Monday, October 16, 2006

Favorite Theorems: The Yao Principle

September Edition

What is the best a probabilistic algorithm can do for the worst-case input? Perhaps it might be easier to show the limitations of a deterministic algorithm on the average over an adversarially chosen distribution of inputs. Andrew Yao observed these values are one and the same.

Andrew Yao, "Probabilistic Computations: Toward a Unified Measure of Complexity." FOCS 1977

Best to view this result as a zero-sum game. Alice chooses a deterministic algorithm A and Ian chooses an input I. Ian receives t dollars from Alice where t is the "cost" of algorithm A on input I. By applying von Neumann's minimax theorem Ian and Alice have probabilistic equilibrium strategies. That is Ian has a distribution of inputs that achieve an expected cost t no matter what algorithm Alice chooses. Also Alice has a probabilistic algorithm (a randomized choice of deterministic algorithms) that will achieve an expected cost of the same t no matter what input Ian chose.

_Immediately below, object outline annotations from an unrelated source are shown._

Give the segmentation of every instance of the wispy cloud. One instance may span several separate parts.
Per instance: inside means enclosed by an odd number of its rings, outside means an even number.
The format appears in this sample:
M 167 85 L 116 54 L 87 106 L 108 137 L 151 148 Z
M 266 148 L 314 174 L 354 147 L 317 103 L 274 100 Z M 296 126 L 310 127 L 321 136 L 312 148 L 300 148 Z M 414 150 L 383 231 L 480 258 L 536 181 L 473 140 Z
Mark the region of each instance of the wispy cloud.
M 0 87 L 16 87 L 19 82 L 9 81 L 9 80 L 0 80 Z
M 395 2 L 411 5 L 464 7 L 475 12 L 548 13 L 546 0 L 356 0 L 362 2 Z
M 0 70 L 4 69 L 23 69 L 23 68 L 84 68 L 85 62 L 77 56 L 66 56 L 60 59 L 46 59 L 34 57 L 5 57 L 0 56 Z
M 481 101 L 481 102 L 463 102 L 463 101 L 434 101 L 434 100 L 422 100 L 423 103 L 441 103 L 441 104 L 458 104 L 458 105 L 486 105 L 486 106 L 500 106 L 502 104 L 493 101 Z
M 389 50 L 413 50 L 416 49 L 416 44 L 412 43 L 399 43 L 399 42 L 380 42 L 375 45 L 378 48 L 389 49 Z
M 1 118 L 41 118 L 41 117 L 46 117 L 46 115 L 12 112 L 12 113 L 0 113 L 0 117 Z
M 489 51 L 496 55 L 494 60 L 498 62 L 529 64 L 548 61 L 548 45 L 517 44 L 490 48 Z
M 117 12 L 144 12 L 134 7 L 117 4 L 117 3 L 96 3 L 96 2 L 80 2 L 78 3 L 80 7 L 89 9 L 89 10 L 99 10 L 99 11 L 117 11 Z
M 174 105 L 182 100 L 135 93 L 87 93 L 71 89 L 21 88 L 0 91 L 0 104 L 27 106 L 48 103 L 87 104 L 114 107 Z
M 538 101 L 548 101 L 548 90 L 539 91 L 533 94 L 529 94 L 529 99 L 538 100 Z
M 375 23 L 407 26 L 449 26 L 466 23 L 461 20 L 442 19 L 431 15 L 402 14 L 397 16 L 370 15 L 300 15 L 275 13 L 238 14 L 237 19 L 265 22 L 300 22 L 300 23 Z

The Yao Principle applies when we don't consider the algorithmic complexity of the players. For example in communication complexity we have two players who each have a separate half of an input string and they want to compute some function of the input with the minimum amount of communication between them. The Yao principle states that the best probabilistic strategies for the players will achieve exactly the communication bounds as the best deterministic strategy over a worst-case distribution of inputs.

The Yao Principle plays a smaller role where we measure the running time of an algorithm since applying the Principle would require solving an extremely large linear program. But since so many of our bounds are in information-based models like communication and decision-tree complexity, the Yao Principle, though not particularly complicated, plays an important role in lower bounds in a large number of results in our field.


  1. One of my favorite as well. I would add that this is very easy to use: instead of finding a single worst case (say, for a fixed size of input), you just have to find a bunch of those "worst cases", forming a distribution large enough that no algorithm can take advantage of it. Typically, taking all the instances which are the worst case of some deterministic algorithm...

  2. This is regularly referred to as Yao's principle, and hailed as a great result. What I never understood was, is this -really- more than an application of Von Neumann's minimax theorem? It seems like a corollary od Von Neumman's theorem, that gets huge amounts of credit.

  3. To anonymous:

    As Lance said "Andrew Yao observed..."

    Even though the result is trivial to prove, it is amazingly important and useful.

    I believe this is why Yao gets so much credit for it.

    (I am just a student. Some famous complexity theorist should back me up..)

  4. I am a famous complexity theorist and I approve the previous message.

  5. To Anonymous,
    its not that how easy to prove matters. It is how he modelled and observed. Like, Nash theorem is just application of kakatuni's fix point theorem. Credit goes for the modelling so that it is easy to prove and really works.

  6. To I am what I am/Anonymous:

    In fact, when Nash went to von Neumann to present his theorem, he was dismissed with 'But that's just a fixed point theorem, it's trivial!'. That, however, won a Nobel.

  7. It is also called Bakhvalov's trick since he used the same
    idea earlier in a paper from 1959 on numerical integration.